Monday, December 25, 2017

Mille et Une Commissions

(Article originalement publié pour le Journal Toulousain dans la Chronique de Patrick Aubin. Republié ici quelques années après, car il garde je crois son intérêt socio-politico-économique.)

Au pays qui mille-et-une fois nuit, il existait en 2008 pas moins de 1006 commissions et conseils de tous ordres au niveau étatique et encore 668 restent recensés à ce jour – au budget 2013 – malgré paraît-il une véritable cure d’amaigrissement. Cette information est tout ce qu’il y a d’officielle et publique puisqu’elle est publiée chaque année sous la forme d’un « Jaune budgétaire ». (*)

Même s’il diminue, ce nombre reste énorme et bien malin celui ou celle capable d’en citer même une dizaine. D’autant que beaucoup ont des noms cocasses ou énigmatiques. Quelques exemples :

« Comité de surveillance des investissements d’avenir », « Comité d’orientation et d’évaluation de l’académie nationale du renseignement », « Commission consultative chargée d’émettre un avis sur les matériels susceptibles de porter atteinte à l’intimité de la vie privée et au secret des correspondances », « Comités consultatifs placés auprès des ministres responsables d’une grande catégorie de ressources »... Stop. Arrêtons-là le massacre. Mais à quoi tout cela sert-il ?
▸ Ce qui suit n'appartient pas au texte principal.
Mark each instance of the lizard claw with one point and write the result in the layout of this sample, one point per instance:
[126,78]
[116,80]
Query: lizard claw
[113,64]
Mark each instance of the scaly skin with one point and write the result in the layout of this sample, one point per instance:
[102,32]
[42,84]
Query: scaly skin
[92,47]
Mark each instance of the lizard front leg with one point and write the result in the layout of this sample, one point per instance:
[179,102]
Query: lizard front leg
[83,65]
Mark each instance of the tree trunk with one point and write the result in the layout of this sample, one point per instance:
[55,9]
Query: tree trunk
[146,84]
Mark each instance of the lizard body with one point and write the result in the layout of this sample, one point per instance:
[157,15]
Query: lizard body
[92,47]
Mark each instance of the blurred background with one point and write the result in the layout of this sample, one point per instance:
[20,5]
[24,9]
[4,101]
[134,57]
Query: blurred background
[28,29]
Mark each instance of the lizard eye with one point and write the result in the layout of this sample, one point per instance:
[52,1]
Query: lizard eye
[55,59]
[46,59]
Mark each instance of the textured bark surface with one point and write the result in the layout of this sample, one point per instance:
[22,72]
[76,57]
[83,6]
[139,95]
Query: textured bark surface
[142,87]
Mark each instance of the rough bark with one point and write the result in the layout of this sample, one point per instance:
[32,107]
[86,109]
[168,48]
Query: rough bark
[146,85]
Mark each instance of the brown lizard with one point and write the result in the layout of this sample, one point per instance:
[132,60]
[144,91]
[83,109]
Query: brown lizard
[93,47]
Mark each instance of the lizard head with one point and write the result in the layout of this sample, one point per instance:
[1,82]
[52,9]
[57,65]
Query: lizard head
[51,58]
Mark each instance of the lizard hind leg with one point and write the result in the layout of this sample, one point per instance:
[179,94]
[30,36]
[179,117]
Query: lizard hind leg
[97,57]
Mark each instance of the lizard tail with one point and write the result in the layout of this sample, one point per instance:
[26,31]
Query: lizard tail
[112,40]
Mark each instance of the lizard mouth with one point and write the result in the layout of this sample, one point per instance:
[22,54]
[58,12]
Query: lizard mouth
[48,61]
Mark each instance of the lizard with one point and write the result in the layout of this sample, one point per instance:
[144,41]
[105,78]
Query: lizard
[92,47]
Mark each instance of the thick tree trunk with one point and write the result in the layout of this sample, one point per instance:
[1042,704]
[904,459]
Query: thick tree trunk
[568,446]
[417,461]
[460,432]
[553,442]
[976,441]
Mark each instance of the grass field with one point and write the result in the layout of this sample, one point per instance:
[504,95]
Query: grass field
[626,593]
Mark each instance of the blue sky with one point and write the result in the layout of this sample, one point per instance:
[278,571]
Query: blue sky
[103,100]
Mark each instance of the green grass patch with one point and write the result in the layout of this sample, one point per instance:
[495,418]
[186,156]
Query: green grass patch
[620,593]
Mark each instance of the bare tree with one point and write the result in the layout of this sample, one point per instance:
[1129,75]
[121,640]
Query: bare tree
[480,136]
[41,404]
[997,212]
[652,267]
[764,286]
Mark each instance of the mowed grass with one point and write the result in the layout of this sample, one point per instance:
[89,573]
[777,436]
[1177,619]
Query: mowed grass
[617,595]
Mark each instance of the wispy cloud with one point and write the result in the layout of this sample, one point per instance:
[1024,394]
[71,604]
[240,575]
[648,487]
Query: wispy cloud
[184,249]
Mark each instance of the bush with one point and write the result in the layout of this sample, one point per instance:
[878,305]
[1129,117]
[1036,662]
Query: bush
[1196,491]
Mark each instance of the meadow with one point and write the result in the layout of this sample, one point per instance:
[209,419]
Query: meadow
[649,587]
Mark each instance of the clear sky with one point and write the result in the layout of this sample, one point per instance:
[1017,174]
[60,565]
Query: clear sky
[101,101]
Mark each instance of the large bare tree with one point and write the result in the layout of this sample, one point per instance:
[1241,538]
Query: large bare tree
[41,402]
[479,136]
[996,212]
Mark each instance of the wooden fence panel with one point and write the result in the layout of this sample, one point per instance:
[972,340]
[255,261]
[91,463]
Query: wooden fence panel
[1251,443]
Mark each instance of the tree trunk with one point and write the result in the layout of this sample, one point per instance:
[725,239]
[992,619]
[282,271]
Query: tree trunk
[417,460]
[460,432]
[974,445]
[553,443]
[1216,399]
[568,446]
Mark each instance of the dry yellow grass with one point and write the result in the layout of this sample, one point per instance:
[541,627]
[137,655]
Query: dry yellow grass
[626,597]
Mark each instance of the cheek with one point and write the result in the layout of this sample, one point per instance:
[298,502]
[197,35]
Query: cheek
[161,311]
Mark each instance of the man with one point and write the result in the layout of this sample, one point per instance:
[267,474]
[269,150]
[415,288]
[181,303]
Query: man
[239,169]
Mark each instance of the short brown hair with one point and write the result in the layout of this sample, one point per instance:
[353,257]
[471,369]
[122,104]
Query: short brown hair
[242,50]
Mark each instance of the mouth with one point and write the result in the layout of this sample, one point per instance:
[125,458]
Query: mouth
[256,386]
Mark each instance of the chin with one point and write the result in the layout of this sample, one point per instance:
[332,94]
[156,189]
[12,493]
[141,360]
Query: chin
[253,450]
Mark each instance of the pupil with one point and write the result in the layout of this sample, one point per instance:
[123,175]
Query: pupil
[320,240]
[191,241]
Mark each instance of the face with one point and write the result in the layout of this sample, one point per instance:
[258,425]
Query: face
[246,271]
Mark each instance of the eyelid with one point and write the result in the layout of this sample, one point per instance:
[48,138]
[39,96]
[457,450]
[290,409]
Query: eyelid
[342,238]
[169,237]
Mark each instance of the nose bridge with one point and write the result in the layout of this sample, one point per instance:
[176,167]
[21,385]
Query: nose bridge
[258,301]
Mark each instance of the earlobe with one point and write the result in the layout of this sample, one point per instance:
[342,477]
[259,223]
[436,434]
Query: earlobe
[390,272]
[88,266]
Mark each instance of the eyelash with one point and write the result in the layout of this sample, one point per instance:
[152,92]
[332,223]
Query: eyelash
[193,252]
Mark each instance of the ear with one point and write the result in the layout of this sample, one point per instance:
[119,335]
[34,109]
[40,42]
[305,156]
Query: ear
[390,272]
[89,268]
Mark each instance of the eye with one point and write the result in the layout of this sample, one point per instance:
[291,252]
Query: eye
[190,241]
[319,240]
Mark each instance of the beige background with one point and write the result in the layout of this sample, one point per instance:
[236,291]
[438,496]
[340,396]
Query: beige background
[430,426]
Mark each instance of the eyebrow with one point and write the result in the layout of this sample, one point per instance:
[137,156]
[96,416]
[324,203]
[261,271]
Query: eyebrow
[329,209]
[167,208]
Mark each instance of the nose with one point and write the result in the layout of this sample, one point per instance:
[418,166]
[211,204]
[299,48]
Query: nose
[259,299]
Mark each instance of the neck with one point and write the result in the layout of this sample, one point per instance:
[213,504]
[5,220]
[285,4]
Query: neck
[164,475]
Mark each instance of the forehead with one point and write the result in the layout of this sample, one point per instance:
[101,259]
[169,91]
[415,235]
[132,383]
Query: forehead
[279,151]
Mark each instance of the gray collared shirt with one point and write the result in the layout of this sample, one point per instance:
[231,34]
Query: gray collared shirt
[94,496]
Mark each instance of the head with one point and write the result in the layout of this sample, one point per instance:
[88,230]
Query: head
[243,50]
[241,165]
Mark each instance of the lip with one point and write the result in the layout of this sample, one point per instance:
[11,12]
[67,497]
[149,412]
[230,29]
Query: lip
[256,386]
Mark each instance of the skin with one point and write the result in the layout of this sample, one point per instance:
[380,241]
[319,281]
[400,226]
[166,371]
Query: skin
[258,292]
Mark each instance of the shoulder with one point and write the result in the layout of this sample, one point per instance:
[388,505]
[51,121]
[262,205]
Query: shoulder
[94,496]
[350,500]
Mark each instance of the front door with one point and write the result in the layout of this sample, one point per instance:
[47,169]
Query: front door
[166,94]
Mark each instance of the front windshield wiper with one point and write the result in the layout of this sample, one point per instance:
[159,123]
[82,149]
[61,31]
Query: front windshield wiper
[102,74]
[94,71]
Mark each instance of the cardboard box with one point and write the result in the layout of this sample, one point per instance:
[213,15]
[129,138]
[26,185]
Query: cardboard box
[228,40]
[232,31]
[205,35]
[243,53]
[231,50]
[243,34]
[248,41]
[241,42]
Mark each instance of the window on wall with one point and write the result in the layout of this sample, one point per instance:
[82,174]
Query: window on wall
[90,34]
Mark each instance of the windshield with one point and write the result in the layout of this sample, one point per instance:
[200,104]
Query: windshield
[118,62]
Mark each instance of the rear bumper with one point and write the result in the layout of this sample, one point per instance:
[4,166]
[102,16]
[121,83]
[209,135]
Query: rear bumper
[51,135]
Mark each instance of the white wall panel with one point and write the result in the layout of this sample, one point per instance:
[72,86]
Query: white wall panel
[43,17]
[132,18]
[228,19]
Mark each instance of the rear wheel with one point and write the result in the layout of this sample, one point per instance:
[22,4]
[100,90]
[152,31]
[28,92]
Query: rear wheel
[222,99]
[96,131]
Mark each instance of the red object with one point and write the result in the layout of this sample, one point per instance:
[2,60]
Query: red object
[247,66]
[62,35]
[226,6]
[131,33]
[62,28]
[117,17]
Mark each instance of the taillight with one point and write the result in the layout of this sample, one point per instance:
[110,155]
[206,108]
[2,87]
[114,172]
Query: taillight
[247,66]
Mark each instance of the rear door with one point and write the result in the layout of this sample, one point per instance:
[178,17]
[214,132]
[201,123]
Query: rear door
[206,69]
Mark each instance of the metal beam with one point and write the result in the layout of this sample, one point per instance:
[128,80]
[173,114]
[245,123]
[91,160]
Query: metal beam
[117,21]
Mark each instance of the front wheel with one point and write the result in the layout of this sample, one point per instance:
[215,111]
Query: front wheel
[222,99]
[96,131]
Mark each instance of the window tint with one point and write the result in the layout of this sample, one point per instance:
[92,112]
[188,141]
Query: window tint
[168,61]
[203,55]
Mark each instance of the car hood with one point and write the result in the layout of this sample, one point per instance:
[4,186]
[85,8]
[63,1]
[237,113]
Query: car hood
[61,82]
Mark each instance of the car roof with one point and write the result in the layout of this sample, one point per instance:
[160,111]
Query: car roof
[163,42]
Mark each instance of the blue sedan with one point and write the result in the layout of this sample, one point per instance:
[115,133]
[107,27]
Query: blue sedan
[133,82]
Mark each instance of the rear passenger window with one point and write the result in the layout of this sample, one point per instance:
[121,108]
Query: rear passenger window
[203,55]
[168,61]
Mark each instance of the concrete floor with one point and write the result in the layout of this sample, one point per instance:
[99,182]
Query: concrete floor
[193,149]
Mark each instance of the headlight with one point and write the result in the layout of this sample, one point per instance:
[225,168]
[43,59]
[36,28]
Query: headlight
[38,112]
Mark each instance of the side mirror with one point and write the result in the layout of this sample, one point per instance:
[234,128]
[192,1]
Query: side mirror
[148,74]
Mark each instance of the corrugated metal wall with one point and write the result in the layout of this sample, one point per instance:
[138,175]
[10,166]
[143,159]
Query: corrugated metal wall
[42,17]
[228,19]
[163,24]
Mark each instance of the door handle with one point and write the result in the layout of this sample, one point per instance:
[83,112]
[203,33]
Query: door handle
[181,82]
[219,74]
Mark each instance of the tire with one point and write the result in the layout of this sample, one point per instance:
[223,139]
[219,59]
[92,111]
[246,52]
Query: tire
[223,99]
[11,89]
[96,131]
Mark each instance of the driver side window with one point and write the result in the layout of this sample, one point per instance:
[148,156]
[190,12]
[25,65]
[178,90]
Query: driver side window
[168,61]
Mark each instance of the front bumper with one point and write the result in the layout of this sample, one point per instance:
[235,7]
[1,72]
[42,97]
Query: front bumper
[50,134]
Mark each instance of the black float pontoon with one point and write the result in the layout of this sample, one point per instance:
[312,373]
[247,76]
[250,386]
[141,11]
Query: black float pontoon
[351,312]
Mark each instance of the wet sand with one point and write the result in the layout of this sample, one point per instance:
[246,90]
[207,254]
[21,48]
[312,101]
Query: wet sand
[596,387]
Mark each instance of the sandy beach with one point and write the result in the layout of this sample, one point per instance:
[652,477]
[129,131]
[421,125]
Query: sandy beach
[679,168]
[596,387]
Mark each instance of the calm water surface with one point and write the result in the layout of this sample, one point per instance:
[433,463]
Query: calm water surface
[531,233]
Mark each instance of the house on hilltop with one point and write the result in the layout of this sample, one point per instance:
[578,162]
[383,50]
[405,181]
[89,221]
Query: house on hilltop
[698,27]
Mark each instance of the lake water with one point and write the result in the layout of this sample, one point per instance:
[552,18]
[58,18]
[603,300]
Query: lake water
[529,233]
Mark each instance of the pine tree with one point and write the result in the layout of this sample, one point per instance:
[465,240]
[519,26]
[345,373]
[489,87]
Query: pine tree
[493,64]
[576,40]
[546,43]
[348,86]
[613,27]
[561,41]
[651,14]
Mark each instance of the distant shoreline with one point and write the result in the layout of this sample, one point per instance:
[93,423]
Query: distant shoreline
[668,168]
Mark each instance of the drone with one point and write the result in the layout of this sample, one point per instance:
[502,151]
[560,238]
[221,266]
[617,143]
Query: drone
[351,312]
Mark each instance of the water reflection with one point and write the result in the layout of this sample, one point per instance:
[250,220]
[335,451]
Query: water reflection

Soyons honnête, les montants des frais de fonctionnement sont le plus souvent modestes, même si bien des fois ils dépassent les 100 000 euros par an. Le record est détenu par une « Assemblée des Français de l’étranger » qui, avec 179 membres, a dépensé de 2009 à 2011 pas moins de 10,363 millions d’euros de nos chers impôts et taxes.

Mais le scandale et l’immoralité de cette myriade de comités Théodule va bien plus loin que leur seul budget, même alors que nous vivons une des plus graves crises économiques de l’histoire.

Nos gouvernements, toujours à géométrie variable, toujours pléthoriques, s’appuient de plus sur une armada administrative pour couvrir un champ toujours plus large. Comment se peut-il donc qu’il faille encore jusqu’à mille « comités » pour boucher semble-t-il les failles de ce dinosaure ? Comment par exemple peut-on justifier le besoin d’un « Conseil scientifique en pharmacie », financé par nos impôts et non par la profession elle-même ? De quoi se mêlent donc les bureaucrates ?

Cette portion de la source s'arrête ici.